26/08/2011

The end of the Gaddafi era: towards democracy in Libya?

The storm continues to blow for Arab dictators. After the fall of Ben Ali and Mubarak, Muammar Gaddafi, the « Brother Leader » is no longer the master of Tripoli. Although he is still at large, he keeps still some capacity for harm in the conflict that has already killed more than 20,000. After a reign of 42 years marked by inconsistency and folly, a new era for the Libyan people arises. While the Europeans are already positioning themselves for the country’s reconstruction and exploitation of hydrocarbons, one may question the possibility that one day Libya becomes a democracy.

The National Transitional Council (CNT), now located in Tripoli, has been recognized to date by almost 60 countries as the legitimate government of Libya, including Chad and Burkina Faso  – countries believed to have provided mercenaries Gaddafi at the start of the rebellion – and the African Union is preparing to do so today.

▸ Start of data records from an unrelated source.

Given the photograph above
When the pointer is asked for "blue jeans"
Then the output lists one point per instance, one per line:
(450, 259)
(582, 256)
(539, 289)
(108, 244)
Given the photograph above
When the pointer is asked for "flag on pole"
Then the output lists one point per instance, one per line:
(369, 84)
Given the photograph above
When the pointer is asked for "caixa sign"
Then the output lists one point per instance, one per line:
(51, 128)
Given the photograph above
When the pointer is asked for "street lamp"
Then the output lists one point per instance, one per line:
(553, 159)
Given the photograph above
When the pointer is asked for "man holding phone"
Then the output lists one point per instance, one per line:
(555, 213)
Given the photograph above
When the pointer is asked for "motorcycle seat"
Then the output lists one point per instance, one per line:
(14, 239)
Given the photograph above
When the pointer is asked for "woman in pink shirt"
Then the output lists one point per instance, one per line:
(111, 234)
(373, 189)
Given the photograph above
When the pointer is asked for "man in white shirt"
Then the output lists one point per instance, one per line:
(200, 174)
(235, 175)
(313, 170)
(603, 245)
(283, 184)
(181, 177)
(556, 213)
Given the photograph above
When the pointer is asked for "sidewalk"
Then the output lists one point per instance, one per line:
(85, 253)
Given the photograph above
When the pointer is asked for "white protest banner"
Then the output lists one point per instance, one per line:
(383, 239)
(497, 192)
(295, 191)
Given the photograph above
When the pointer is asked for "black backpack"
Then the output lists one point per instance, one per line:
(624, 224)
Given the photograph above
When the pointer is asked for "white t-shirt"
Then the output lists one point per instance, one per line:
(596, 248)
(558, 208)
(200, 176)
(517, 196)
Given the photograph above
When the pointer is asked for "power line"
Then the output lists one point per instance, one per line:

We know little of the CNT. Its leader, Mustafa Abdeljalil, was a judge who used to make decisions that run counter to the opinion of the regime. As President of the Court of Appeal in Tripoli, he confirmed twice the death sentence of the Bulgarian nurses. In 2007, Abdeljalil was appointed Minister of Justice. In August 2010, a representative of Human Rights Watch praised the fact that Abdeljalil has « very well taken a stand » against arbitrary arrest and prolonged detention without trial.

While the head of the CNT seems honest, it was reported by the newspaper Libération that Abdelhakim Belhaj, one of the rebel commanders, now Military Governor of Tripoli, is a jihadist close to al Qaeda well known by U.S. intelligence. It is difficult today to know whether the CNT has good intentions, as Abdeljalil wrote the French newspaper Le Monde in April 2011:

« We set up local committees, and a National Transitional Council, to conduct our struggle to an end for ever, give rise to a democracy first and to administer our devastated country until the day when all women and all people of Libya could,  free of Gaddafi and his family, finally speak openly through transparent and free elections. « 

However, will these promises turn into action? Libya has no experience of democracy, no independent press, no well-established institutions – everything was decided by Gaddafi – no civil society and a tradition of tribalism. The road to democracy will be long and difficult.

On the European side, the race for reconstruction contracts has already begun, as planned. Military or financial aid, Europeans and Americans do not count desert Libyan territory and seek to position themselves strategically in order to obtain the favor of the « Libya of tomorrow. »

Before the fall of the « Guide of the Revolution of the Libyan Arab Jamahiriya », Libya produced 1.6 million barrels of oil per day (2% of world production) and its reserves are estimated at 43 billion barrels. The country was the 17th largest oil producer in the world and third in Africa. Oil accounted for 95% of exports, 85% were destined for Europe.

Abdeljalil Moustapha, has previously promised to reward, for the reconstruction of the country, states that have helped Libya « based on the support » they have given the insurgents. The French and British companies seem to be in the best position. Italy, which was more reluctant to participate in the NATO coalition, risks losing the dominance it had before the outbreak of the rebellion.